Es kommt dementsprechend zu mehreren groß angelegten Schlachten, die das königliche Heer und die sie unterstützende Bevölkerung immer im Kampf mit den anonymen Krugs zeigen. Wahlweise werden sie dabei von Ninjas oder hübschen Waldbewohnerinnen unterstützt, aber der nicht zu erkennende Grund dafür spielt keine wesentliche Rolle, da die Kampfhandlungen insgesamt nur schwer zu entziffern sind. Es wird zwar gehauen und gestochen, aber weder fließt Blut noch fliegen irgendwelche Gliedmassen. In diesen Momenten ist „Schwerter des Königs“ von quälender Langeweile, da das optisch verwischte Gemetzel nicht fesseln kann, denn zum Einen wird keine Spannung aufgebaut und zum anderen sind die Kampfhandlungen im Detail nur schwer zu verfolgen.

Trotzdem kann man Bolls Film einen gewissen Unterhaltungswert zugestehen, der auch über die hier weit verbreitete unfreiwillige Komik hinausgeht, wenn etwa Jason Statham in „Transporter“ – Manier mit Kung-Fu Sprung ins mittelalterliche Getümmel eindringt.

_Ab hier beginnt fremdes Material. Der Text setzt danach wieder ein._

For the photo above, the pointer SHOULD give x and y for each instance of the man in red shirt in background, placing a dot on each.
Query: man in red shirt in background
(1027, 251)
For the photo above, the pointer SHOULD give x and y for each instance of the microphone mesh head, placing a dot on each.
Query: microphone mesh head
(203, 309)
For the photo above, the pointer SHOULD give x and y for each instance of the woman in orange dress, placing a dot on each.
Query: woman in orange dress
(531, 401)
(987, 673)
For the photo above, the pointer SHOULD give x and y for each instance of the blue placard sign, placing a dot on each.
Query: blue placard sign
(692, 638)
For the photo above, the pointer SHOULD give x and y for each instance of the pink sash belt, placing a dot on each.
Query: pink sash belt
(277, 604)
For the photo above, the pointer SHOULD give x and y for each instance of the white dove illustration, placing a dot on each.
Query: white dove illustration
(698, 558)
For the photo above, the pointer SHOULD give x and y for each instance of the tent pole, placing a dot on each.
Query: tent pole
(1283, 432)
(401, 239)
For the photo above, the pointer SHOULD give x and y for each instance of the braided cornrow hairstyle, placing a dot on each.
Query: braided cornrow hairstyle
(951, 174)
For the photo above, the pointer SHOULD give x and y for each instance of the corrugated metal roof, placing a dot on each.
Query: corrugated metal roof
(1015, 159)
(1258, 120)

Auch wenn es nach wie vor schwer vorstellbar ist, wie es Uwe Boll immer wieder gelingt, so bekannte, wenn auch nicht aktuell zur 1.Garde gehörende Darsteller zu verpflichten, so sind doch die Momente, in denen Ray Liotta, Matthew Lillard und Burt Reynolds ihrem Job nachgehen, gerade in ihren einfach gestrickten, komplett an der Erwartungshaltung orientierten Dialogen jederzeit amüsant. Selbstverständlich kann die gesamte Handlung nur wenig überraschen und ist auch in vielen Details richtig schön schlecht, aber wenn man Ray Liotta auf den Vorwurf, er wäre wahnsinnig, antworten hört: „Hier nennt man das nicht Wahnsinn, sondern Macht!“, dann bereitet „Schwerter des Königs“ durchaus Vergnügen.

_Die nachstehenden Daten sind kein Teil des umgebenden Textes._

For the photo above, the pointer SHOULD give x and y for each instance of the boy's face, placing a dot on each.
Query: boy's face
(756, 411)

Fazit: Wer von „Schwerter des Königs“ einen schlüssigen Film mit einer nachvollziehbaren Handlung und charakterlicher Tiefe erwartet, wird enttäuscht, aber im Gegensatz zum unsäglichen genreverwandten „Die letzte Legion“ riskiert Boll noch etwas, indem er vor allem seine Bösewichter munter chargieren lässt. Zwar werden auch hier alle gewalttätigen Kämpfe familiengerecht abgeschwächt, aber immerhin verfügt sein Film noch über ein paar böse Überraschungen, der immer mal wieder ein Guter zum Opfer fällt.

Tatsächlich ist „Schwerter des Königs“ am schwächsten während der groß angelegten Kampfhandlungen, deren Inszenierung trotz viel Dreck und Regengüssen eher lieblos wirken, aber wer Freude an Dialogen hat, die in ihrer Einfachheit schon wieder originell sind, kommt hier auf seine Kosten (4/10).